Nakita.id – Pernikahan merupakan tahapan kehidupan yang dinanti-nantikan oleh setiap orang.
Dengan menikah, maka dua sejoli yang saling mencintai mengucapkan janji suci untuk mengarungi bahtera rumah tangga bersama dan saling setia.
Untuk menuju pernikahan, yang diidamkan sebagai ajang sacral sekali seumur hidup, wajar apabila orang-orang memerlukan persiapan matang untuk melakukannya.
Beberapa hal yang perlu dipersiapkan adalah perlengkapan acara pernikahan, konsumsi, kostum, para tamu undangan, hingga uang mahar untuk tradisi di wilayah tertentu.
Baca Juga : Evi Masamba Resmi Menikah, Segini Mahar yang Diterimanya dari Sang Suami
Salah satu artis yang kini uang mahar pada pernikahannya menjadi sorotan adalah Evi Masamba.
Evi Masamba resmi menikah dengan Arif Hajrianto yang berprofesi sebagai fotografer pada Rabu (24/10/2018).
Sebelumnya, keluarga Evi enggan membeberkan besaran uang panaik yang diterima Evi.
Namun, publik mengetahui besaran uang mahar yang diberikan Arif kepada Evi saat Arif mengucapkan ijab kabul.
Arif menyebutkan mahar yang diberikan kepada Evi Masamba sebesar 88 Riyal dan seperangkat alat salat.
"Saya terima nikahnya Evi binti Emmang dengan mahar 88 Riyal dan seperangkat alat salat dibayar tunai karena Allah," kata Arif dalam video tersebut.
Mahar yang diberikan Arif merupakan jumlah mahar yang biasa digunakan masyarakat Bugis.
Biasanya masyarakat Bugis menggunakan mahar sebesar 44 riyal atau 88 riyal yang kemudian dikonversikan dalam bentuk emas atau tanah.
Sedangkan untuk kalangan bangsawan Bugis menggunakan mahar dengan satuan kati tergantung tingkat kebangsawanan yang dimiliki.
Baca Juga : Uang Mahar Evi Masamba Jadi Sorotan, Besaran Uang Panaik di Adat Bugis Ditentukan Kelas Sosial Perempuan!
Dikutip dari laman Kementerian Agama, mahar secara bahasa artinya maskawin.
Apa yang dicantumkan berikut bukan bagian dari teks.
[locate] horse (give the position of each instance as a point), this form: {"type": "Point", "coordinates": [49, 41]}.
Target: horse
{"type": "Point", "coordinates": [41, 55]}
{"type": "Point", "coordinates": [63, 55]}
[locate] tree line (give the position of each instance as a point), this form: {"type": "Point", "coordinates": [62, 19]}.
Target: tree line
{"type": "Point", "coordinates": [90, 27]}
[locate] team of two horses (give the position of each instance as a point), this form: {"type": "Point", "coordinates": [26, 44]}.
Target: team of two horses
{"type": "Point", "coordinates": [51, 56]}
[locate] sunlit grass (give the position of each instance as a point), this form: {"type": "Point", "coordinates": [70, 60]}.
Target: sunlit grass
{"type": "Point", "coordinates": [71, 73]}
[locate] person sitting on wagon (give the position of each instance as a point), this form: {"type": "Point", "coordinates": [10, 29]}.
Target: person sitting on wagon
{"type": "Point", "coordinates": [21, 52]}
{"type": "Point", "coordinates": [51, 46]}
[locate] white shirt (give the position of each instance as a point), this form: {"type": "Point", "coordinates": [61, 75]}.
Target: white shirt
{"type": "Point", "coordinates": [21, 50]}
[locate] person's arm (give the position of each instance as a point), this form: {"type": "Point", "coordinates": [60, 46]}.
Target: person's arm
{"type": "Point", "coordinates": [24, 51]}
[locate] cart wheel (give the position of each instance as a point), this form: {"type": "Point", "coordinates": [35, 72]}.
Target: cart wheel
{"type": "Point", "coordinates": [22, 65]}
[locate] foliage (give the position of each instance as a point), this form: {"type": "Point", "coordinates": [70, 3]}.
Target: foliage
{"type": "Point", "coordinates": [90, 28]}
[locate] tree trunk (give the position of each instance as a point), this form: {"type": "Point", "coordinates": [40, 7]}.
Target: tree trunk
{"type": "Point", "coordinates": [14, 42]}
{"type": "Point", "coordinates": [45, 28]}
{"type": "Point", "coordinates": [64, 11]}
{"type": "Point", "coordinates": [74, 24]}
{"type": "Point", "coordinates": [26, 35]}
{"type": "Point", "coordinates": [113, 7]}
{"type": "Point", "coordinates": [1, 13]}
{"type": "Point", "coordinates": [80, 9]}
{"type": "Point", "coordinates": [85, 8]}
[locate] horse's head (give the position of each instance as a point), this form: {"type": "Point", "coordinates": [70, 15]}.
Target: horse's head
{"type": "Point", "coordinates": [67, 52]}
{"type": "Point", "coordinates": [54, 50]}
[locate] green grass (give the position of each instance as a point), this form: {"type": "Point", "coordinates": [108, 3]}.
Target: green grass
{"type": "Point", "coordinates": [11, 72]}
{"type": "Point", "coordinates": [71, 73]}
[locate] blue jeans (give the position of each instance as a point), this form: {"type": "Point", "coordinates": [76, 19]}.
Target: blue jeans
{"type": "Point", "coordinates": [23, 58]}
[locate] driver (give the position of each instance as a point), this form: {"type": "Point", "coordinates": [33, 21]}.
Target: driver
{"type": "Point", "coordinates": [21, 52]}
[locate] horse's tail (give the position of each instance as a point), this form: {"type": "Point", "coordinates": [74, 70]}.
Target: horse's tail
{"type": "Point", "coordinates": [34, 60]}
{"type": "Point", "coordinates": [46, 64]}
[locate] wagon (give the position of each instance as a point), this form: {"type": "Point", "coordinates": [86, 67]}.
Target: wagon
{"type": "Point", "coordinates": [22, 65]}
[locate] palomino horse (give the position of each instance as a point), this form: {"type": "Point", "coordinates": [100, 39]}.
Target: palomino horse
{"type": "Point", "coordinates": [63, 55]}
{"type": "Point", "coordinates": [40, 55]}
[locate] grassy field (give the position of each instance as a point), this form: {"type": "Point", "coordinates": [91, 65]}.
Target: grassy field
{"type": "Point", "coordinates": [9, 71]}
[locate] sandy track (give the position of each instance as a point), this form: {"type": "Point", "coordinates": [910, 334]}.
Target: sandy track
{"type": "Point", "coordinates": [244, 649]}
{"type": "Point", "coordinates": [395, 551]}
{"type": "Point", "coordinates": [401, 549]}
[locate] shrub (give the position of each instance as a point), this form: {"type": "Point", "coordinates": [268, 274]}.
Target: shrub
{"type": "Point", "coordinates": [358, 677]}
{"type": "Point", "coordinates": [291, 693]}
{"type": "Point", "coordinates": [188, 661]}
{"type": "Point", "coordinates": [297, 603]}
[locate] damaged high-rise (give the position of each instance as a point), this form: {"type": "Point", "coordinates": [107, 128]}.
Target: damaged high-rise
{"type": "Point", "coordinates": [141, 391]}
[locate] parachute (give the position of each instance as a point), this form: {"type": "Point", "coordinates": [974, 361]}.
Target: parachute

Secara istilah mahar ialah pemberian wajib dari calon suami kepada calon istri sebagai ketulusan cinta kasih calon suami untuk menimbulkan rasa cinta kasih bagi seorang istri kepada calon suaminya.
Sedangkan untuk masyarakat adat Bugis, uang pernikahan bisa berupa uang mahar dan uang panaik.
Banyak yang mengira bahwa uang pernikahan dan uang panaik asalah sama, padahal keduanya berbeda Moms.
Uang panaik dalam adat Bugis adalah sejumlah uang yang diberikan calon mempelai laki-laki kepada calon mempelai perempuan dengan jumlah yang telah disepakati oleh kedua belah pihak keluarga.
Dalam perkawinan adat Bugis Makassar, mahar lebih pas apabila dipadankan dengan kata sompa dalam bahasa Bugis atau sunrang dalam bahasa Makassar.
Namun dalam perkembangannya sompa dan uang panaik melebur menjadi satu dalam istilah uang panaik. Uang panaik dalam perkawinan masyarakat Bugis Makassar inilah yang kemudian dianggap mahal oleh berbagai kalangan masyarakat.
Tradisi mahar justru mengerikan bagi perempuan di India
Di beberapa wilayah Indonesia, tradisi mahar biasanya diberikan oleh pihak mempelai laki-laki kepada pihak mempelai perempuan.
Namun, pada suku Minangkabau justru pihak perempuan yang memberikan Uang Japuik kepada pihak mempelai laki-laki.
Tradisi mahar ternyata menjadi masalah serius bagi salah satu negara, yaitu India.
Di India, pihak yang memberikan mahar dalam jumlah yang besar adalah mempelai perempuan.
Dikutip dari Global Citizen, di Negara tersebut tradisi mahar cukup berdampak serius bagi kehidupan sosial masyarakat.
Baca Juga : Berita Kesehatan Aktual: Fahmi Bo Derita Stroke Berat, Sehari Harus Minum 27 Jenis Obat!
Pemerintah India bahkan sampai melarang tradisi mahar pada tahun 1961 karena tradisi mahar yang dilakukan membuat program kesetaraan gender menjadi terkendala.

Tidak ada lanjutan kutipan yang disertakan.